As shown in fig. 10, the flow includes the steps of:

1001: the airbag or dust cap is detected to detach from the watch body.

The execution of this step is the same as that of step 701 in embodiment 1, and the specific execution process may refer to the description related to step 701, which is not repeated here.

1002: the air pump is started with a preset duty ratio, and the air inflation inlet is inflated to prevent dust.

The execution of this step is the same as that of step 702 in embodiment 1, and the specific execution process may refer to the description of step 702, which is not repeated here.

1003: and detecting air pressure difference values at two ends of the air path from the air pump to the air charging port, and judging whether the air pressure difference values exceed a preset air pressure difference value threshold value or not. If yes, indicating that the air charging port or the air path conducting assembly is blocked, executing the following step 1005, determining the blocking degree and adopting corresponding blocking clearing measures; if the result of the determination is no, it indicates that the inflation port or the air path conducting assembly is unblocked, so that the air pump 170 will not be affected to inflate the air bag after the air bag 180 is installed, and step 1004 may be executed at this time, so that the air pump 170 keeps the current duty ratio to work, and dust removal is continued.

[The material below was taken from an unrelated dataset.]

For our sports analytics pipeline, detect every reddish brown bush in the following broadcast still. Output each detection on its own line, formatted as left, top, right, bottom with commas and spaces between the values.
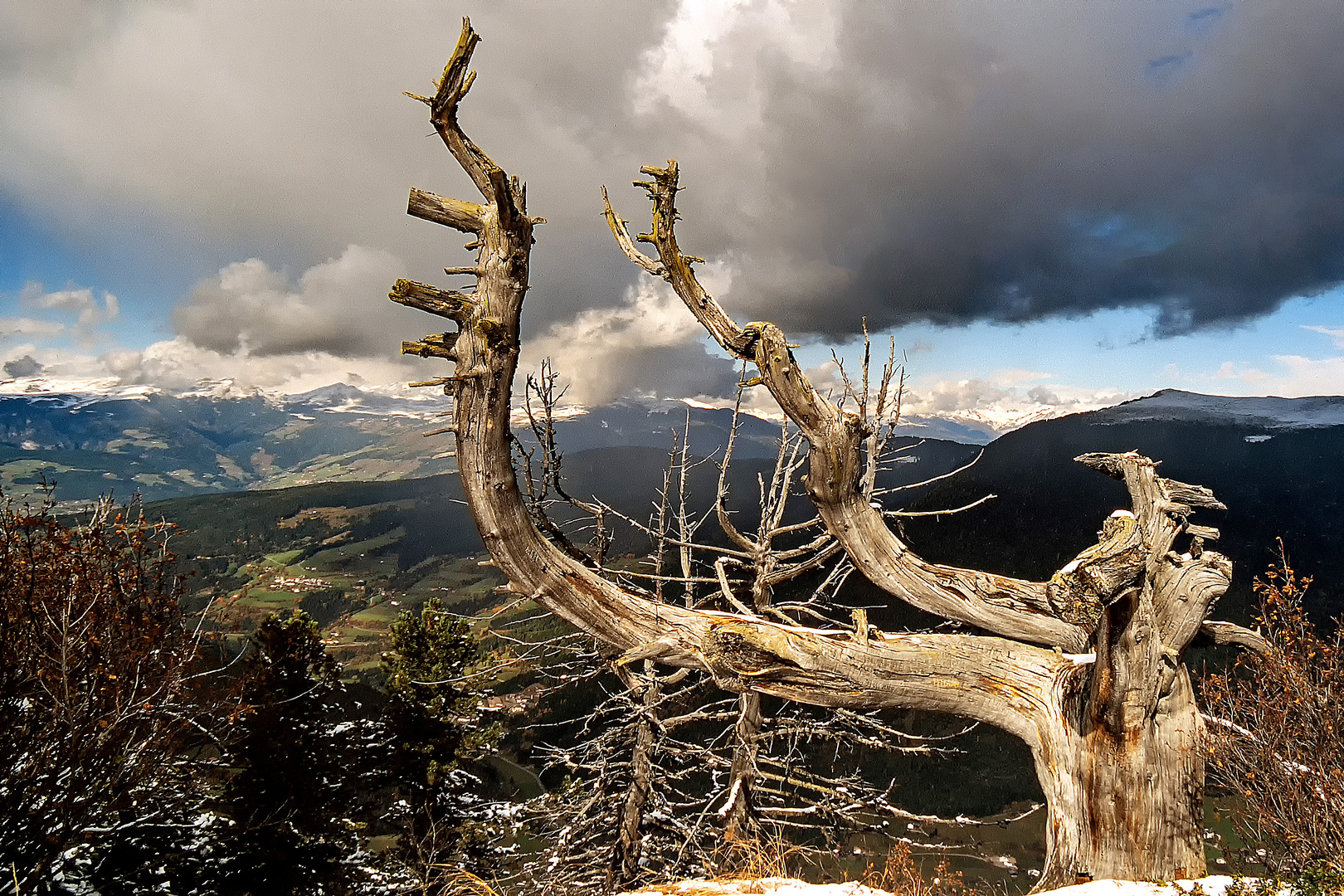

Illustratively, referring to the structure shown in fig. 1, the air pump 170 in the smart watch 100 is connected to the air charging port 171 through the air passage conducting assembly, and when the air charging port 171 is connected to the air bag nozzle 181, the air pump 170 is operated to charge the air bag 180. Referring to fig. 1, an air pressure sensor 162 may be disposed on and in communication with the air path conduction assembly. The air pressure sensor 162 is positioned, so that the air pressure can be measured by detecting the air pressure difference value at two sides of the air channel, or whether the air channel is blocked or not can be detected in the process of active dust prevention when the air bag 180 is taken off. It will be appreciated that the greater the difference in air pressure detected by the air pressure sensor 162, the more severe the blockage at the inflation port or within the air circuit conduction assembly.

It will be appreciated that the process of detecting the air pressure difference across the air path channel by the air pressure sensor 162 may last for 2s or 3s, or other reasonable time period, to ensure that the detection result is stable and accurate, which is not limited herein.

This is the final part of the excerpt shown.